POSTER: Optimizing Collective Communications with Error-bounded Lossy Compression for GPU Clusters

Jiajun Huang, Sheng Di, Xiaodong Yu, Yujia Zhai, Jinyang Liu, Yafan Huang, Ken Raffenetti, Hui Zhou, Kai Zhao, Zizhong Chen, Franck Cappello, Yanfei Guo, Rajeev Thakur

Published: 2024, Last Modified: 15 Nov 2024PPoPP 2024EveryoneRevisionsBibTeXCC BY-SA 4.0

Abstract: GPU-aware collective communication has become a major bottleneck for modern computing platforms as GPU computing power rapidly rises.
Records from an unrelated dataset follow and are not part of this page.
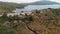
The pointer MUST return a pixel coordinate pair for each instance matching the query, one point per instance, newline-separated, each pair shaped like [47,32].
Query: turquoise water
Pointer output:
[38,7]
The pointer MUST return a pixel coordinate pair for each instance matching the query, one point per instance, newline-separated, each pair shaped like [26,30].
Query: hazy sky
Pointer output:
[27,1]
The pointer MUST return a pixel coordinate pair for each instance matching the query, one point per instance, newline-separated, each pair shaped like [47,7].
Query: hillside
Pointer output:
[43,3]
[46,21]
[14,4]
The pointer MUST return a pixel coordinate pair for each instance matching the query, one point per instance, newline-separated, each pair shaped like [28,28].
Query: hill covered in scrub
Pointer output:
[46,21]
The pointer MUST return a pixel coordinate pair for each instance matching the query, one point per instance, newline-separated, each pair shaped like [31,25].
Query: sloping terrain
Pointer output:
[46,21]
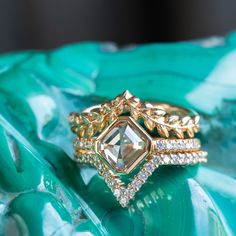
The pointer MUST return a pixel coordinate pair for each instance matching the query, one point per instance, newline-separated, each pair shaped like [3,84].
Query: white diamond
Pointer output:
[150,167]
[130,192]
[143,176]
[117,192]
[123,201]
[160,145]
[124,145]
[156,160]
[166,159]
[137,184]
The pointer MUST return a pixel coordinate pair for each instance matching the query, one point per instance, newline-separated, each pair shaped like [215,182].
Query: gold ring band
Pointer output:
[124,134]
To address this issue, traditional approaches integrate lossy compression directly into GPU-aware collectives, which still suffer from serious issues such as underutilized GPU devices and uncontrolled data distortion. In this paper, we propose GPU-LCC, a general framework that designs and optimizes GPU-aware, compression-enabled collectives with well-controlled error propagation. To validate our framework, we evaluate the performance on up to 64 NVIDIA A100 GPUs with real-world applications and datasets. Experimental results demonstrate that our GPU-LCC-accelerated collective computation (Allreduce), can outperform NCCL as well as Cray MPI by up to 3.4× and 18.7×, respectively. Furthermore, our accuracy evaluation with an image-stacking application confirms the high reconstructed data quality of our accuracy-aware framework.